Above: A graph of how valence, dominance, and activation combine to predict human emotion

The work’s multimodal approach analyzes both acoustic and lexical signals from audio to detect emotions. Acoustic looks at sonic and voice properties of speech and lexical looks at the word sequence, explained Amazon Alexa senior applied scientist Viktor Rozgic.

“The acoustic features are describing more or less the style [of] how you said something, and the lexical features are describing the content. As seen in the examples, they are both important for emotional connection. So after the features are extracted, they are fed into a model — in our case, this will be different neural network architectures, and then we finally make a prediction, in this case anger, sadness, and a neutral emotional state,” he said.

“Multimodal and Multi-view Models for Emotion Recognition” was accepted for publication by the 2019 Association for Computational Linguistics (ACL).

Above: Model performance metrics for “Multimodal and Multi-view Models for Emotion Recognition”

The other paper Amazon recently shared — “Improving Emotion Classification through Variational Inference of Latent Variables” — explains an approach to achieving slight improvements in valence to predict emotion.

To extract emotion from audio recordings, human interaction in voice recordings are mapped to a sequence of spectral vectors, fed to a recurrent neural network, and then used as a classifier to predict anger, happiness, sadness, and neutral states.
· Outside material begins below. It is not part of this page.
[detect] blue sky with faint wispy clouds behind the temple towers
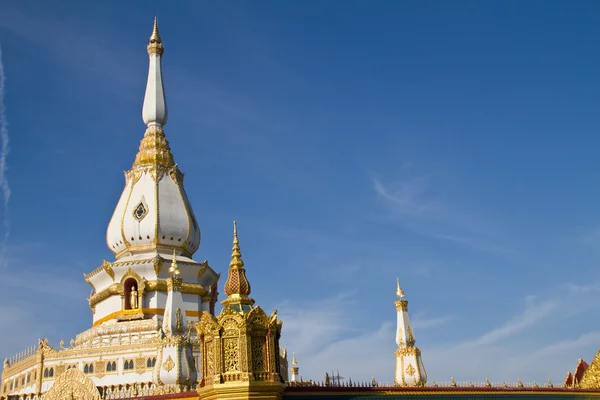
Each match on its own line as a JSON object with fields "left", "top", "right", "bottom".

“We’re feeding the acoustic features to the encoder, and the encoder is transforming these features to a lower dimensional representation from which [the] decoder reconstructs the original audio features and also predicts the emotional state,” Rozgic said. “In this case, it’s valence with three levels: negative, neutral, and positive, and the role of adversarial learning is to regularize the learning process in a specific way and make the representation we learn better.”

“Improving Emotion Classification through Variational Inference of Latent Variables” was presented this spring at the 2019 International Conference on Acoustics, Speech, and Signal Processing.

Research by Rozgic, Prasad, and others published by the 2012 International Speech Communication Association conference Interspeech also relies on acoustic  and lexical features.

The evolution of emotion and machine intelligence

In addition to offering details about Amazon’s emotion detection ambitions, a session at re:Mars explored the history of emotion recognition and emotion representation theory, what Wang called the foundation for emotion recognition research led by schools like USC’s Signal Analysis and Interpretation Lab and MIT’s Media Lab. Advances in machine learning, signal processing, and classifiers like support vector machines have also moved the work forward.

Applications of the tech range from gauging reaction to video game design, marketing material like commercials, power car safety systems looking for road rage or fatigue, or even to help students using computer-aided learning, Wang said. The tech can also be used to help people better understand others’ emotions, like a project reportedly being developed by Amazon.

Though advances have been made, Wang said emotion detection is a work in progress.

“There’s a lot of ambiguity in this space — the data and the interpretation — and this makes machine learning algorithms that achieve high accuracy really challenging,” Wang said.